For builders at late-stage companies, this changes the retention calculus. If employees and early investors can access secondary liquidity every 18 months through tender rounds or SPV transactions, the pressure to promise IPO payoffs diminishes. The liquidity becomes real and tangible without the binary outcome risk. For decision-makers at enterprises considering which private companies to partner with or invest in, secondary market activity becomes a signal of maturity and institutional sophistication. Companies running proper secondary programs have governance, clean cap tables, and investor relations capabilities that parallel public companies.
The timing of SpaceX's banker conversations matters here. Martin treated it as a significant signal, but not an immediate one. "Having a conversation with banks doesn't necessarily mean the IPO is coming this year." The real indicators are organizational: hiring of CAOs from public companies, CFO swaps bringing in capital markets experience, beefing up legal and accounting functions. SpaceX has had public-grade teams for years, which means the infrastructure isn't the constraint. The constraint is strategic timing—market conditions, business momentum, Musk's broader capital needs across his portfolio.
But watch what happens next. As secondary markets mature and additional bellwethers signal IPO readiness, the entire IPO calendar could unlock. The secondary market is proving demand exists at scale. Rainmaker's $1 billion annual volume in a narrow band of companies suggests there's capacity for a reopening. When the next mega-cap secondary signals intent—Discord, Motive, Canva are all mentioned as companies signaling readiness—the secondary market will start to broaden. That's when builders and investors should watch closely.

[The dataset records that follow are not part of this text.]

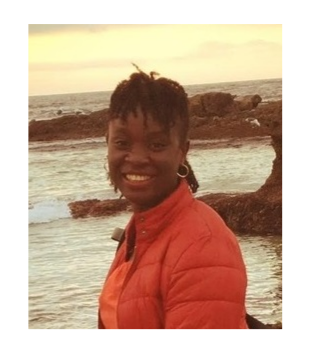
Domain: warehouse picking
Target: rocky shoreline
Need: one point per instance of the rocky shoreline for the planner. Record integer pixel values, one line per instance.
(214, 116)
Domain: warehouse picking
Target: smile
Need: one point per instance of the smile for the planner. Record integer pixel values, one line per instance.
(137, 178)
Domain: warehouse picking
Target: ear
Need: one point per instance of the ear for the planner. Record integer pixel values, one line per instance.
(185, 149)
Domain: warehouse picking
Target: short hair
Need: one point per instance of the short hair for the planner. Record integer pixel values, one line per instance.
(163, 98)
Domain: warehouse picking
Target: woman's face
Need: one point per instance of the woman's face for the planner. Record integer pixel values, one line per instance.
(144, 159)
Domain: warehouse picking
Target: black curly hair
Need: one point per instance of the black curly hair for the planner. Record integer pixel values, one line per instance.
(163, 98)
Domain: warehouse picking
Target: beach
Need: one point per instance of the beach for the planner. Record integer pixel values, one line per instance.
(68, 258)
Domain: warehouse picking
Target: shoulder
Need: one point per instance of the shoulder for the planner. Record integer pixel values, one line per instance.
(200, 228)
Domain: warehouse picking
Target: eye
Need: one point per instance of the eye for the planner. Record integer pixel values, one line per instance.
(157, 146)
(121, 144)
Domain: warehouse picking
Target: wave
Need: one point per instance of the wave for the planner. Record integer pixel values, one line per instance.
(47, 211)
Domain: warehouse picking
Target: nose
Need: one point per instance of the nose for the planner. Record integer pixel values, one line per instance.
(138, 155)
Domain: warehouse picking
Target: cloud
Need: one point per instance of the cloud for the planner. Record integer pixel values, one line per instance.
(92, 28)
(92, 64)
(214, 49)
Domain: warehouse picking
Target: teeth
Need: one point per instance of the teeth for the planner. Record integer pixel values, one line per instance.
(137, 178)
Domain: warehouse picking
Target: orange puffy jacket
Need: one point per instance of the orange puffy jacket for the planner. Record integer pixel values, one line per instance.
(187, 273)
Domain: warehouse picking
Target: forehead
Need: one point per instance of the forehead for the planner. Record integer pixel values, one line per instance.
(140, 123)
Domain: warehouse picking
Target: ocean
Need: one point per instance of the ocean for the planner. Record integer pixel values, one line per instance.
(68, 258)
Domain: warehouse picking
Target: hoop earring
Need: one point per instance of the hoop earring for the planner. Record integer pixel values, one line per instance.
(187, 171)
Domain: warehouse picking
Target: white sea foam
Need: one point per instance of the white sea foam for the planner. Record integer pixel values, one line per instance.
(47, 211)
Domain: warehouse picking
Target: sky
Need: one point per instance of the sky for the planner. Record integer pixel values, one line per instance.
(73, 58)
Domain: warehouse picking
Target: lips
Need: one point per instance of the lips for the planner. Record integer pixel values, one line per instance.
(132, 177)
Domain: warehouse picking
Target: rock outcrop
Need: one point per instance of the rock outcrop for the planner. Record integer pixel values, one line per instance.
(213, 116)
(260, 212)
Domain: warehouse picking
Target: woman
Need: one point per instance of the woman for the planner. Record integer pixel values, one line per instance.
(180, 267)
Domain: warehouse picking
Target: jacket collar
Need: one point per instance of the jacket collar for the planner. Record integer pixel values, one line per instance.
(150, 223)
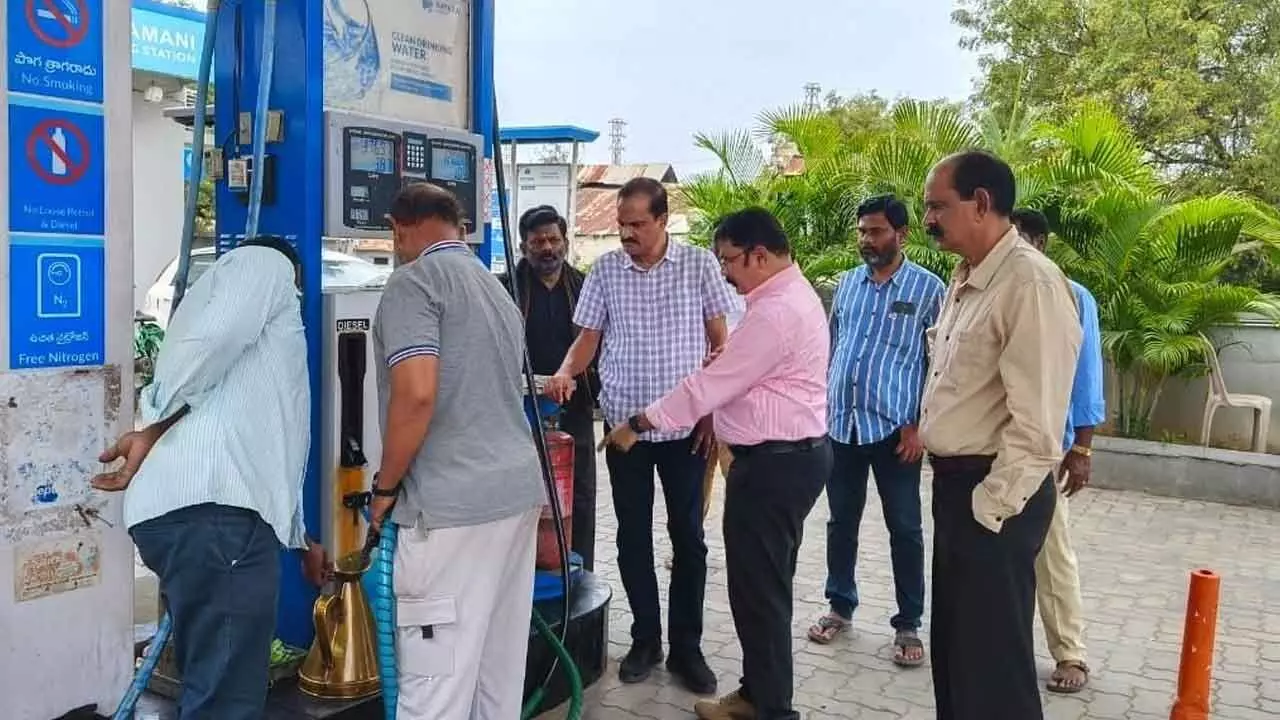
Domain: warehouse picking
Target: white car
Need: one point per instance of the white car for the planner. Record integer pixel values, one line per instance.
(339, 270)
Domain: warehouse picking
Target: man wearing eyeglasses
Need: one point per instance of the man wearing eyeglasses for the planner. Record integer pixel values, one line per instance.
(656, 309)
(767, 391)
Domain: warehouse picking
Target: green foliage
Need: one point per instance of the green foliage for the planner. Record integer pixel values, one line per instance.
(147, 337)
(1196, 81)
(1153, 258)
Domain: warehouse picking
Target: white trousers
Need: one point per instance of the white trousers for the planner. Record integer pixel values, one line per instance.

The secondary market inflection point transforms when companies go public from a liquidity necessity into a strategic choice. For builders at late-stage companies, this means retention and investor communication strategies shift away from IPO binary outcomes toward continuous liquidity events. Investors should treat secondary market activity—pricing direction, trading frequency, expansion to new companies—as leading indicators of IPO readiness. Decision-makers evaluating private company partnerships should recognize that companies with mature secondary programs have already achieved public-grade governance and investor relations. Watch for the moment when secondary market volume expands beyond the current tier-one unicorns to the second wave of scale-ups. That's when you'll know the IPO market isn't just reopening—it's fundamentally restructured.